South Carolina Cultural Indicators 2019: Family

Marital Status

Married Couples as a Percent of All Households

In 1960, the percentage of married couple families as a percent of all households in South Carolina (86%) was nearly identical to that of the national average (87.4%). Since then, these percentages have declined by 16% nationally and by 19.4% for South Carolina. As of 2016, 73.2% of U.S. families and 71.2% of South Carolina families are headed by a married couple where both spouses are present.[50]

As the percentage of married couple families has declined, families headed by a single adult have filled the gap. Since 1960, the percentage of female-headed households in both the U.S. and South Carolina increased by 93% and 130%, respectively, while the percentage of households headed by a single male increased 163% nationally and 230% in South Carolina.[51] 


 

References

[50] American Fact Finder, U.S. Census Bureau, “Family Type by Presence and Age of Own Children Under 18 Years: Families, 2016 Table B11003,” and earlier editions. Available at https://factfinder.census.gov/faces/tableservices/jsf/pages/productview.xhtml?pid=ACS_16_1YR_B11003&prodType=table. Access verified Oct. 12, 2018.  Older data from U.S. Census Bureau, Statistical Abstract of the United States: 2012 (131st edition), “Table 59: Households, Families, Subfamilies, and Married Couples,” and earlier editions.

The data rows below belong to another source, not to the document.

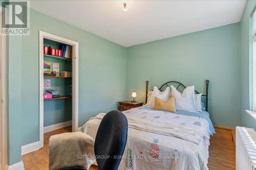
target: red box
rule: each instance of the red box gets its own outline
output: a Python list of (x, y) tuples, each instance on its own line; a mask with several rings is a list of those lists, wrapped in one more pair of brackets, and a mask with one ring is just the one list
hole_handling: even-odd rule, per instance
[(49, 46), (44, 46), (44, 54), (49, 54)]
[(50, 48), (50, 55), (52, 56), (55, 56), (56, 54), (55, 48)]
[(58, 56), (61, 57), (62, 54), (62, 51), (61, 50), (59, 50), (59, 55), (58, 55)]
[(59, 49), (55, 49), (55, 56), (59, 56)]
[(52, 99), (52, 95), (50, 93), (44, 93), (44, 99)]

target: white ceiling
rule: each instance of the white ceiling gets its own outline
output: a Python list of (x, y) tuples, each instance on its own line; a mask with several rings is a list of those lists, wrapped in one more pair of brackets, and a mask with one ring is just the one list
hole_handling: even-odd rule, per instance
[(246, 1), (31, 1), (32, 8), (125, 47), (239, 22)]

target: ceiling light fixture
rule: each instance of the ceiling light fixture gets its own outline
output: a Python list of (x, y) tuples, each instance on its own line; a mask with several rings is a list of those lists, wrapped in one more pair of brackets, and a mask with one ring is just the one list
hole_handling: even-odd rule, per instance
[(127, 4), (126, 4), (126, 1), (125, 0), (123, 1), (123, 11), (127, 11)]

Washington, DC, Feb. 9, 2018. Available at www2.census.gov/library/publications/2011/compendia/statab/131ed/tables/12s0059.xls?#. Access verified Oct. 12, 2018. 

[51] Ibid.

Marriage Rates

Marriage Rates in South Carolina and the United States: 1960-2016

In 2016, there were approximately 33,327 marriages in South Carolina, giving the state a marriage rate of about 6.6 marriages per 1,000 population. Compared to the rest of the nation, South Carolina’s marriage rate was 4% less than the national average (6.9 per 1,000 population). This is the first time in at least 65 years in which South Carolina’s marriage rate has been below that of the national average.[52] 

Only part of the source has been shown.